How data for AI is changing the modern data platform

Data platforms must evolve to meet AI requirements, with a greater focus on real-time integration, unified governance, infrastructure flexibility and data quality.

Traditional data platforms supported enterprise decision-making by managing, processing and analyzing data to drive better business outcomes. Companies used to rely on these platforms to centralize data, ensure consistency and enable teams to uncover insights through analytics, reporting and business intelligence (BI) tools.

At its core, a data platform is built to ingest structured data from systems such as ERP and CRM, store it efficiently and serve it to analysts and decision-makers. The result is smarter decisions, improved operational efficiencies, and better customer experiences.

But the game has changed.

The explosive growth of AI and the desire to use agentic AI are redefining the demands on data platforms. Today, organizations are focused on data for AI -- a shift that's driving a fundamental change in modern data architecture.

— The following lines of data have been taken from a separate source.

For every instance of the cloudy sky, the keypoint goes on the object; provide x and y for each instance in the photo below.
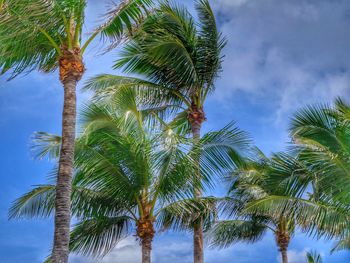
(281, 55)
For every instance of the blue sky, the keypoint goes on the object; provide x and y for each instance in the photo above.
(281, 55)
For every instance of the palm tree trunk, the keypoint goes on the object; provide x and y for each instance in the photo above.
(196, 118)
(284, 256)
(198, 253)
(60, 250)
(145, 231)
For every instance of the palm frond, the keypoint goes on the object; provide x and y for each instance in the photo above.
(225, 233)
(97, 236)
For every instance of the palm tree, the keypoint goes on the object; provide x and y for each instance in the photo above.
(45, 35)
(131, 171)
(321, 136)
(178, 62)
(257, 180)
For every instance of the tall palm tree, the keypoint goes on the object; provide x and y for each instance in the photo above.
(45, 35)
(130, 172)
(321, 136)
(254, 181)
(178, 60)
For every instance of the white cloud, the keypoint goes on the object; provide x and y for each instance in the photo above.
(285, 53)
(295, 256)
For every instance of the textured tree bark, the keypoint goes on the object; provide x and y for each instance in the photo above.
(60, 250)
(198, 254)
(196, 118)
(145, 231)
(282, 239)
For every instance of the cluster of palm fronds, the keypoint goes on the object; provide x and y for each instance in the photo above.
(141, 164)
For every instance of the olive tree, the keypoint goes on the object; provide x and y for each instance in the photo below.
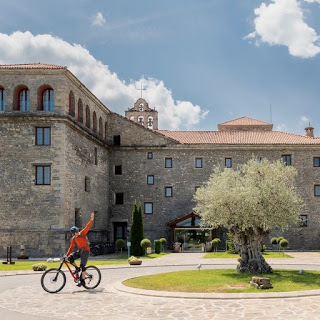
(250, 201)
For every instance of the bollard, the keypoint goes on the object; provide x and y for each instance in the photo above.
(9, 256)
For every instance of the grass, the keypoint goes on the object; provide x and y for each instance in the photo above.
(116, 259)
(219, 281)
(222, 255)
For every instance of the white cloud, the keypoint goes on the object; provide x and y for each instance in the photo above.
(281, 23)
(116, 94)
(98, 19)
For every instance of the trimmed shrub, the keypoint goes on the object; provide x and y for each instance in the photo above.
(145, 243)
(137, 230)
(157, 246)
(215, 243)
(163, 243)
(120, 244)
(274, 241)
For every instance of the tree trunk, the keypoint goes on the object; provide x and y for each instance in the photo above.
(249, 244)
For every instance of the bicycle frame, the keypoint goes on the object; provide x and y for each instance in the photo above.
(75, 275)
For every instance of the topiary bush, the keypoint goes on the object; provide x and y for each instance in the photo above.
(163, 243)
(120, 244)
(145, 243)
(157, 246)
(215, 243)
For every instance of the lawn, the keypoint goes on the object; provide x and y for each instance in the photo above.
(219, 281)
(222, 255)
(27, 264)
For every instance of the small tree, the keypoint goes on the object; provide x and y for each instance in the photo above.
(163, 243)
(120, 244)
(145, 243)
(284, 244)
(137, 230)
(249, 201)
(215, 243)
(157, 246)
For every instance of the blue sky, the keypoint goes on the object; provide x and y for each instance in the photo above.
(202, 62)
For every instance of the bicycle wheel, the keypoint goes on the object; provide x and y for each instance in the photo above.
(93, 277)
(53, 280)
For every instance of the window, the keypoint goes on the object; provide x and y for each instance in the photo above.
(228, 162)
(43, 175)
(286, 159)
(317, 190)
(100, 132)
(303, 220)
(118, 198)
(150, 179)
(24, 100)
(43, 136)
(148, 208)
(168, 191)
(96, 156)
(168, 162)
(116, 140)
(316, 161)
(87, 117)
(118, 170)
(94, 122)
(2, 99)
(48, 100)
(80, 111)
(71, 104)
(198, 162)
(86, 184)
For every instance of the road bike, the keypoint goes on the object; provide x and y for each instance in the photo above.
(53, 280)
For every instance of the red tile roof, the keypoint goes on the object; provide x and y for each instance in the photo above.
(245, 121)
(38, 65)
(239, 137)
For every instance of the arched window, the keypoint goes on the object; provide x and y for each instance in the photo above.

AI requires massive amounts of high-quality, trusted data -- structured and unstructured -- from a wide range of sources. This includes transactional databases, sensor feeds, images, audio, video and social media posts. Organizations must process and analyze data at scale, often in real time, on-premises, in the cloud or multiple clouds and hybrid environments.

Evolving platform requirements for AI readiness

This new need for massive amounts of data has led to a new set of requirements for data platforms:

  • Focus on data quality. AI models are only as good as the data they are trained on. Ensuring accuracy, consistency, completeness and timeliness of data is now a top priority. Poor data quality leads to biased models, flawed predictions and bad outcomes.
  • Unified data governance and security. As data moves across cloud and on-premises environments, organizations must enforce consistent governance, ensure compliance with regulations such as GDPR and HIPAA, and safeguard sensitive information wherever it resides, including AI responses and actions.
  • Scalable data integration. The need to harness structured and unstructured data from virtually anywhere -- enterprise systems, data lakes, cloud warehouses and streaming platforms --demands powerful integration capabilities.
  • Modern infrastructure flexibility. Organizations are embracing multi-cloud and hybrid models for cost efficiency, resilience and agility. Data platforms must support this flexibility without compromising performance or control.
  • A new data paradigm. All data across an organization can be valuable for AI training, making it essential to prepare data for AI use from inception to outcomes. This shift is a fundamental new way of thinking and requires a cultural change in how employees and partners treat raw and curated data.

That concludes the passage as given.